San Valentín sin azúcar

San Valentín sin azúcar

San Valentín suele pedirnos una historia clara: dos personas, una promesa, un futuro más o menos ordenado. Pero hay otros amores —más incómodos, más reales— que no encajan en ese molde. Amores que no salvan, que no curan, que incluso no se dicen en voz alta. Amores que te acompañan por períodos cortos de tiempo, o que atraviesan solamente heridas del pasado. Este 14 de febrero queremos leer esos vínculos: los que no se celebran con flores, pero que aún así nos han dejado marcas.


Amor y cuerpo

Hay amores que no se piensan: se encarnan. No avanzan como relato, sino como experiencia física, como deseo que muta, como identidad en movimiento. El cuerpo no es aquí un soporte neutro, sino el lugar donde el amor cambia de forma, de nombre y de posibilidad.

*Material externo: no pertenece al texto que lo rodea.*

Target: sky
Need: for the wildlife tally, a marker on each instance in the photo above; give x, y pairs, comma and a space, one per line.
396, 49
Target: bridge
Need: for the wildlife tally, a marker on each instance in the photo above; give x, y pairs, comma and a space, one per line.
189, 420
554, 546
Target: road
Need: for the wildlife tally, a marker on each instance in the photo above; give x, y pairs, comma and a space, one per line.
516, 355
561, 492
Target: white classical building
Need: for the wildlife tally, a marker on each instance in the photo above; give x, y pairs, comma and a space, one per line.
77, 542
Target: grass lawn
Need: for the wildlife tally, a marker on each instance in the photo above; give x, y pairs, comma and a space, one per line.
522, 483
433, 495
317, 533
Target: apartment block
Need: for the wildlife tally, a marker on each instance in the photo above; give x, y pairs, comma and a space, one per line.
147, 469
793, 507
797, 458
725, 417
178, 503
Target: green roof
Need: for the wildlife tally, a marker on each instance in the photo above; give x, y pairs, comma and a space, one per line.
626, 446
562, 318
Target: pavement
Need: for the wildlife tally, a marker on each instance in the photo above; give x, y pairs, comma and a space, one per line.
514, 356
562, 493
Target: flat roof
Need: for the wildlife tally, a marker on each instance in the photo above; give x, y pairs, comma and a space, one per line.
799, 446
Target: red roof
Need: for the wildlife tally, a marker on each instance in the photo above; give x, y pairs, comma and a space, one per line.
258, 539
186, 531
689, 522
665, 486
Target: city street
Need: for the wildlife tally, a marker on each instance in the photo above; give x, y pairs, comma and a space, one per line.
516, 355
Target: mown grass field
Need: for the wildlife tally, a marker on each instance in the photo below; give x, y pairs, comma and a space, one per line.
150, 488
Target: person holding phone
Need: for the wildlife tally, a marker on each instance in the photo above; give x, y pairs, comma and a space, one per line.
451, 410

En Orlando de Virginia Woolf, el amor atraviesa más de trescientos años y múltiples cuerpos. Orlando ama como hombre y como mujer, ama en distintos siglos, en distintas lenguas afectivas. No hay una promesa de estabilidad, sino una pregunta constante por el deseo: ¿qué ama el cuerpo cuando el tiempo y el género se desplazan? Woolf imagina un amor que no fija identidad ni destino, un amor que se transforma junto al cuerpo que lo siente.


Amor y violencia

No todos los vínculos que se llaman amor son refugio. Algunos son jaula. En los libros que exploran este tema el afecto convive con la opresión, con la asfixia cotidiana, con una violencia que no siempre es explícita, pero sí constante.

El despertar de Kate Chopin pone en escena a Edna Pontellier, una mujer que descubre —tarde y con consecuencias— que el matrimonio y el amor romántico pueden ser formas elegantes de anulación. El amor, aquí, no salva: despierta. Y ese despertar tiene un costo. Chopin escribe una novela incómoda, donde el deseo de libertad choca frontalmente con las expectativas sociales y afectivas impuestas a las mujeres.


Amor y silencio

Hay amores que existen casi exclusivamente en lo que no se dice. Vínculos sostenidos por cartas, por pensamientos que no llegan a pronunciarse, por una intimidad que no se traduce en actos claros. El silencio puede ser cuidado, pero también distancia; puede ser escucha o agotamiento.

En Dónde estás, mundo bello de Sally Rooney, el amor aparece de diferentes maneras, una de ellas es atravesado por la dificultad de decir, por la conciencia de clase, por la culpa, por el cansancio emocional. Los personajes se aman mientras dudan, mientras escriben largos correos que intentan explicar lo que la voz no logra. Es un amor lleno de pensamiento y, a la vez, de silencios que pesan.


Amor y hogar (o lo que creemos que debería serlo)

No todos los amores se juegan en el deseo o en el silencio.
Algunos se tensan en la idea de casa: en las familias, en las expectativas heredadas, en lo que “debería” ser una vida en común.

En Casa de alquiler de Weike Wang, el amor no se rompe, pero tampoco descansa. Keru y Nate están juntos, se eligen, y aun así deben cargar con el peso de dos mundos familiares que chocan, incomodan y exigen. El vínculo se pone a prueba en lo cotidiano: visitas, conversaciones incómodas, silencios que no se saben resolver.

Este San Valentín no proponemos aprender a amar mejor, ni encontrar el libro que prometa finales felices. Proponemos leer con honestidad. Leer amores que incomodan, que no encajan, que no se resuelven. Amores que pasan por el cuerpo, por el daño, por el silencio o por la imposibilidad de nombrarlos.

Porque la literatura no está para enseñarnos cómo debería ser el amor, sino para acompañarnos cuando el amor no es como nos dijeron. Y quizá ahí, en esas historias sin promesa, sin celebración evidente, sin corazones rojos, encontremos algo más cercano a la experiencia real: una forma de reconocernos.